Reducing Tourist Exposure to Air Pollution in Hong Kong Through Road Transport Emissions Mitigation
摘要
Substantial exhaust emissions from on-road vehicles threaten air quality in Hong Kong. This is particularly severe for pedestrians and tourists who are directly exposed to roadside pollution that can hardly be dispersed within deep street canyons. To mitigate this risk, a series of emission control strategies have been implemented in recent years, but their effectiveness in terms of tourist exposure reduction has yet to be assessed. In this study, we established a comprehensive framework that adapts both statistical and numerical modeling approaches to investigate the nitrogen oxides (NOx) and fine particulate matter (PM2.5) concentration reduction achieved by four emission control measures in the road transport sector in Hong Kong. The benefits of tourist exposure were then estimated through the tourist exposure assessment with geotagged social media data from TripAdvisor.
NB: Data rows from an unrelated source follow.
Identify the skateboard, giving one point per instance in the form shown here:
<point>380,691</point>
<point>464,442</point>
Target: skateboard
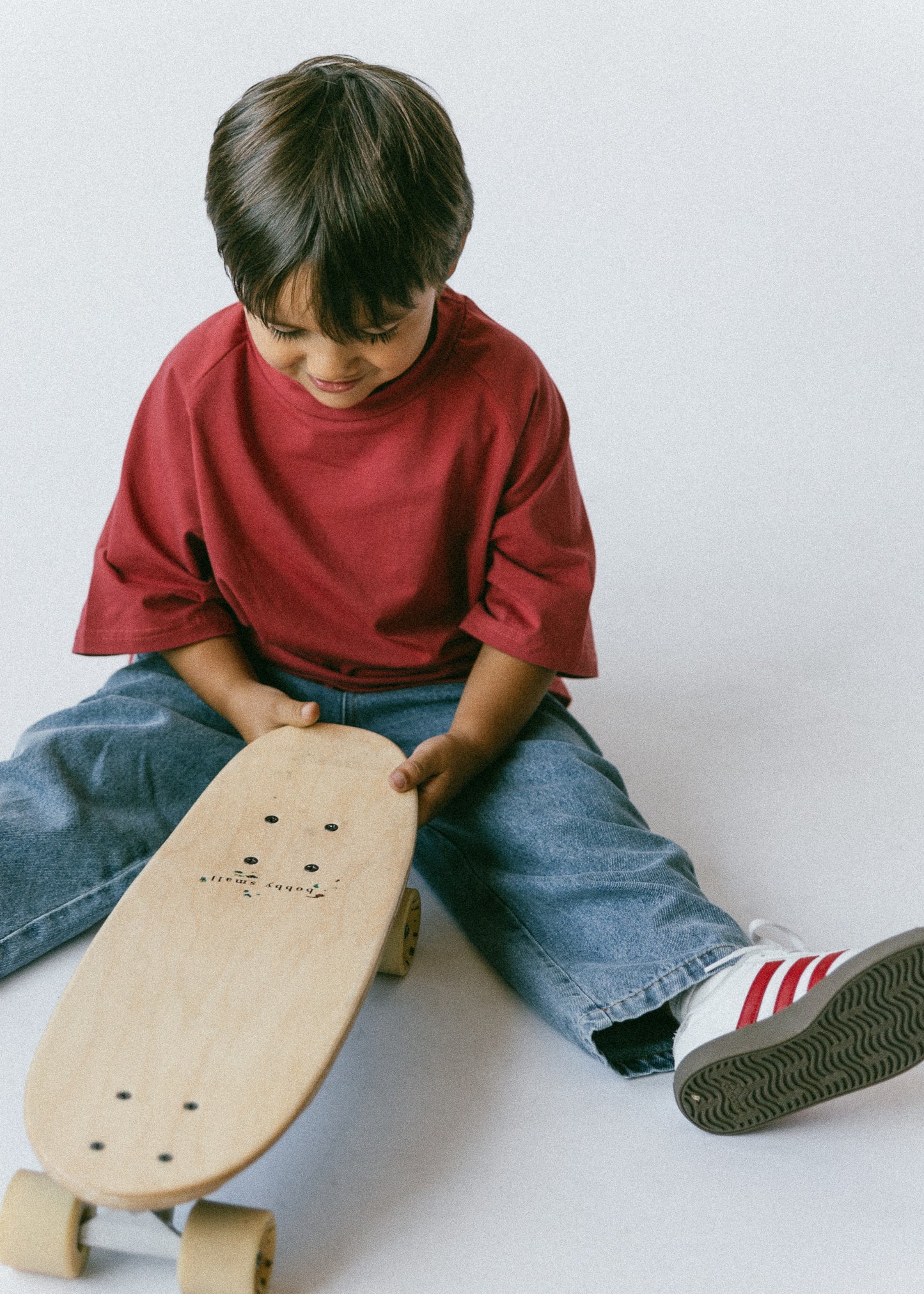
<point>211,1004</point>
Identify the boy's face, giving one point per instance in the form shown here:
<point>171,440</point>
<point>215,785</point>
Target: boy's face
<point>340,374</point>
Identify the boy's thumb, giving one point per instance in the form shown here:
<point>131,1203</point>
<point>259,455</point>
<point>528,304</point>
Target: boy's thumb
<point>302,713</point>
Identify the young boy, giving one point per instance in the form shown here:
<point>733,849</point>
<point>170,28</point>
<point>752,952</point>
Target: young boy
<point>351,498</point>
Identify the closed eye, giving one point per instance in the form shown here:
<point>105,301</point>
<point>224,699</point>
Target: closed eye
<point>368,336</point>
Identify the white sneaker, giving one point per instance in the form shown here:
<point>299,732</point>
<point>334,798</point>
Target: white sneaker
<point>776,1029</point>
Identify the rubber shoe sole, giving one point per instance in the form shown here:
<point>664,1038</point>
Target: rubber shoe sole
<point>861,1025</point>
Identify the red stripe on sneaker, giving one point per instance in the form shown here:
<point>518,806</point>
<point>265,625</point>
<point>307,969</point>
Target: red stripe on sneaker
<point>752,1003</point>
<point>824,967</point>
<point>787,990</point>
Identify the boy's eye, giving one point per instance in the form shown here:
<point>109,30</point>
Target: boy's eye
<point>382,336</point>
<point>369,336</point>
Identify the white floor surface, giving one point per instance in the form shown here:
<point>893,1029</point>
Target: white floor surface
<point>461,1146</point>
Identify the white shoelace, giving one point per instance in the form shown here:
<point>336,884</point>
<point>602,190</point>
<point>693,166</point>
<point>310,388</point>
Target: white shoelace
<point>757,933</point>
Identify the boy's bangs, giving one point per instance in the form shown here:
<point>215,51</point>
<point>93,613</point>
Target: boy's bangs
<point>345,302</point>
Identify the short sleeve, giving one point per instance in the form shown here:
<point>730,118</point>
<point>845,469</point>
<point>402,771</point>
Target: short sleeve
<point>536,599</point>
<point>152,585</point>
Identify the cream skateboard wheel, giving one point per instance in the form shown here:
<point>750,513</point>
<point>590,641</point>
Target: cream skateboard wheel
<point>226,1249</point>
<point>398,954</point>
<point>40,1226</point>
<point>255,929</point>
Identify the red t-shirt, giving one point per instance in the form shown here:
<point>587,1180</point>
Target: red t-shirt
<point>368,548</point>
Results demonstrate that the four measures together reduced annual territory-wide PM2.5. and NOx concentrations by approximately 6% and 30%, respectively, at the ambient level. The improvements were more pronounced at roadside locations. Phasing out unqualified diesel commercial vehicles (DCV retirement program) was the most effective measure for air pollution mitigation, whereas the catalytic converter (CC) replacement scheme for liquefied petroleum gas (LPG) vehicles was most effective at minimizing tourist exposure to NOx pollution. All measures show greater benefits in mitigating tourist exposure than resident exposure. These findings provide quantitative evidence that road traffic emission control measures can significantly reduce the health risks to millions of tourists visiting Hong Kong each year. The integrated framework bridges air quality science, machine learning, and tourism geography, offering a transferable methodology for evaluating emission reduction policies in other high-density Asian tourism destinations and supporting evidence-based urban planning for sustainable tourism development.